The new study examined DNA from the teeth of 13 French soldiers buried during the retreat in a mass grave in Vilnius, Lithuania. (The grave was discovered during construction in 2001.) The researchers found no signs of the bacteria that cause typhus or trench fever, but they found genetic traces of S. enterica and B. recurrentis. The remains of body lice had been found on the soldiers in the grave, suggesting they might have been infected with the typhus-causing R. prowazekii, which can be spread by the parasite. But it seems the lice were mainly infecting the soldiers with B. recurrentis, the researchers wrote. That bacterium causes “relapsing fever,” which seems to pass after a few days but returns a few days later.

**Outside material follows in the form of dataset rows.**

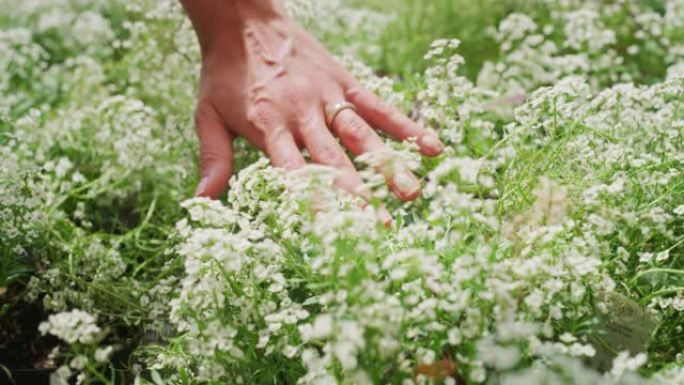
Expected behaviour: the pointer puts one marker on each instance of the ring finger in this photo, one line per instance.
(360, 138)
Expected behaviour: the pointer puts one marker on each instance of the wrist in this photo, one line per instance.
(220, 24)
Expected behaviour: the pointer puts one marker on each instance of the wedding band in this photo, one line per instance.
(332, 113)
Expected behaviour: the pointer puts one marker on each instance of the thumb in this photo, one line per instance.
(216, 154)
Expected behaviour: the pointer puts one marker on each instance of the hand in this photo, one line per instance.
(270, 82)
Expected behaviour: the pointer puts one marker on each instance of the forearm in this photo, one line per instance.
(221, 23)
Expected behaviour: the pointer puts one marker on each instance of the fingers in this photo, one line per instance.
(393, 122)
(216, 154)
(360, 138)
(325, 150)
(283, 151)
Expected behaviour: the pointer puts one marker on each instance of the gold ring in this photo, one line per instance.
(332, 113)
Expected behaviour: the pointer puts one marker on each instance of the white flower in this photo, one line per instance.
(73, 326)
(102, 354)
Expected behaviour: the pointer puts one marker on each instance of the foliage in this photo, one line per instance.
(547, 247)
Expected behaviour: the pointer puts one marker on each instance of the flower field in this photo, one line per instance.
(547, 247)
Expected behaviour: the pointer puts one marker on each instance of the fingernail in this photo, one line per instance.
(384, 216)
(432, 143)
(202, 186)
(406, 184)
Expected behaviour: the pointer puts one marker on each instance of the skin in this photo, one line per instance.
(266, 79)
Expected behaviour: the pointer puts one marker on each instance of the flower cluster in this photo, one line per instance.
(546, 248)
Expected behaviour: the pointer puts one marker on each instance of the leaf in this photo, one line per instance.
(439, 371)
(625, 327)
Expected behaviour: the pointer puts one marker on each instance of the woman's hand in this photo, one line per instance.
(267, 80)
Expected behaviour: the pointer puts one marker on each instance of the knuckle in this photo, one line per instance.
(380, 107)
(354, 92)
(211, 157)
(331, 155)
(203, 112)
(354, 128)
(308, 124)
(262, 115)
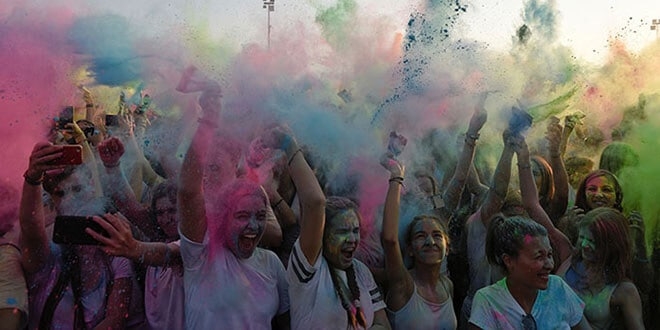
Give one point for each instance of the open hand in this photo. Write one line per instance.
(41, 158)
(392, 165)
(110, 151)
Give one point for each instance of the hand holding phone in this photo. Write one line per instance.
(396, 143)
(71, 155)
(71, 230)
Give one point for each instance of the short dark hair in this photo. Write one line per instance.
(506, 236)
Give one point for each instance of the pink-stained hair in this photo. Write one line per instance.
(220, 205)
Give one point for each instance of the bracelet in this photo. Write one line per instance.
(524, 166)
(293, 156)
(636, 226)
(33, 182)
(168, 254)
(278, 203)
(141, 260)
(209, 122)
(472, 136)
(111, 165)
(397, 179)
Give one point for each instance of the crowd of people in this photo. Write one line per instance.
(174, 247)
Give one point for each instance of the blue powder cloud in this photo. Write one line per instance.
(109, 43)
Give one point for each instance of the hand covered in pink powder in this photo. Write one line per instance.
(392, 165)
(280, 137)
(210, 101)
(110, 151)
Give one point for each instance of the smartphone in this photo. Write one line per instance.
(70, 229)
(520, 121)
(111, 120)
(71, 155)
(396, 143)
(65, 117)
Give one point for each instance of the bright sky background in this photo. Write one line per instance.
(584, 25)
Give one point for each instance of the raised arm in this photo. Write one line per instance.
(452, 194)
(530, 197)
(559, 201)
(190, 198)
(400, 283)
(500, 186)
(312, 199)
(33, 238)
(117, 187)
(88, 156)
(120, 242)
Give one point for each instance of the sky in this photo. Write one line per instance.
(586, 26)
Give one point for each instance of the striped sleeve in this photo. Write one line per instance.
(299, 265)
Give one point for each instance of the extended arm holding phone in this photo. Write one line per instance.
(120, 242)
(110, 152)
(190, 198)
(33, 239)
(464, 166)
(88, 156)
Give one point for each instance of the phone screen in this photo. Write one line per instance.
(71, 230)
(71, 155)
(65, 117)
(111, 120)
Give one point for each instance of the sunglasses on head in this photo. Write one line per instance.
(529, 323)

The researchers stressed their discovery doesn’t rule out the presence of other diseases that may have contributed to the soldiers’ deaths. “Considering the extreme and harsh conditions that characterized this retreat, the presence of multiple overlapping infections is highly plausible,” they wrote. “A reasonable scenario for the deaths of these soldiers would be a combination of fatigue, cold, and several diseases, including paratyphoid fever and louse-borne relapsing fever.”